Into the Sea.
'You go first.'
'Nah, you go first.'
'It was your idea.'
'Yeah and it was a good idea.'
'Well you go first then.'
The taller boy squinted for a moment in deepest contemplation.
'Alright.'
He straightened up from his knees and started walking back the way they had come. Bare feet crunching against the loose stones. Oh great, thought Carl, if Peter was gonna do it, that meant he was gonna have to do it too. It was a long way down. A very long way. What if there were rocks underneath the water? Sometimes you couldn't see them, they were under the surface. They could be jumping right on top of them. He wondered why things like that occurred to him and not to Peter. Like down on the beach when they had seen the crab, all he could think was how sharp its claws were but Peter had just picked it up with his bare hands; waved it in the air laughing while it wriggled and pinched, waved it till they were both laughing. Carl looked up at him. He was rubbing his heels into the ground like he was an athlete or something, his face was fierce concentration. Then he saw Carl and his face broke into a smile. Crooked teeth jostling one another for attention. But Carl was caught by his eyes; dark and round like the pebbles on the beach, the kind you picked up and put in your pocket to take home because they were striking and different and beautiful.
'Peter…'
'I'll see you at the bottom.'
'But…'
Then he was running. Pale white limbs cycling against themselves as he hurtled forward. Then for a moment, he was still in the air, legs and arms hooked out like a broken starfish. Then he disappeared.
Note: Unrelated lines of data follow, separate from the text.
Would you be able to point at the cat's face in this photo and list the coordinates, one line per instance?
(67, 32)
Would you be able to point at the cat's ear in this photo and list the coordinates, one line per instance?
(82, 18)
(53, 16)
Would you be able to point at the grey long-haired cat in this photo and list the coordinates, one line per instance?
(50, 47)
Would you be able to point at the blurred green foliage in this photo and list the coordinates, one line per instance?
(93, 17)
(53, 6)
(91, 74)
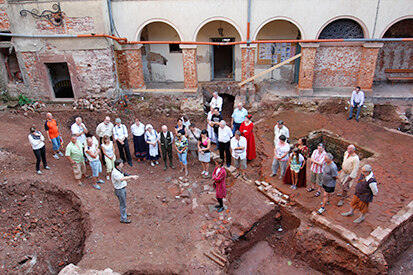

Carl scrambled to the edge and saw the splash as the water swallowed him possessively. Some feeling rose up in him and he couldn't quite decide if it was admiration or jealousy. He stood very still. As still as the water. With no one else there to say anything or do anything, there seemed no way to tell if time had stopped. If he'd thought about it, he would have noticed that the seagull overhead was still squawking but he could only think that it was taking too long. Too long for the waves to break and give up their prize. He thought about rocks and felt sick.
Then something burst from the water.
'Carl! Woah! That was amazing!' He was laughing, floating forward and back on every wave. 'Come on, you'll love it!'
The air rushed from his lungs in one long breath of relief. But Peter was waiting. He looked so small all the way down there. Carl moved backwards slowly, feet dragging against the ground. His chest was tightening again and his fingers had started to drum against his leg of their own accord. He had no intention of jumping, and yet here he was, still moving backwards, still eyeing up the edge. He could see Peter at the bottom, moving slowly back and forth with the tide. He could tell from the tilt of his head that he would be looking up at him expectantly; not impatient, just eager, like he didn't doubt for a second that he would do it, like he didn't even know what doubt was. He became aware of time again. Sounding all the seconds too loud in his head, adding them up, calling them hesitation. He couldn't do it, he really couldn't, but then he couldn't not do it either. Not that Peter would laugh at him, he somehow knew that he wouldn't. He'd only be disappointed. But the disappointment would be more than enough. It would stand between them, separating them, and when all that was left of this day was a photograph of memory, it was a photograph he wouldn't be in.
It was only to close the distance between them that he started running, and even then he thought he would stop, that his legs would stop for him. His legs kept on going. He didn't even notice that the edge was getting closer, only that the distance between them was getting smaller and when he jumped, it felt a lot like falling.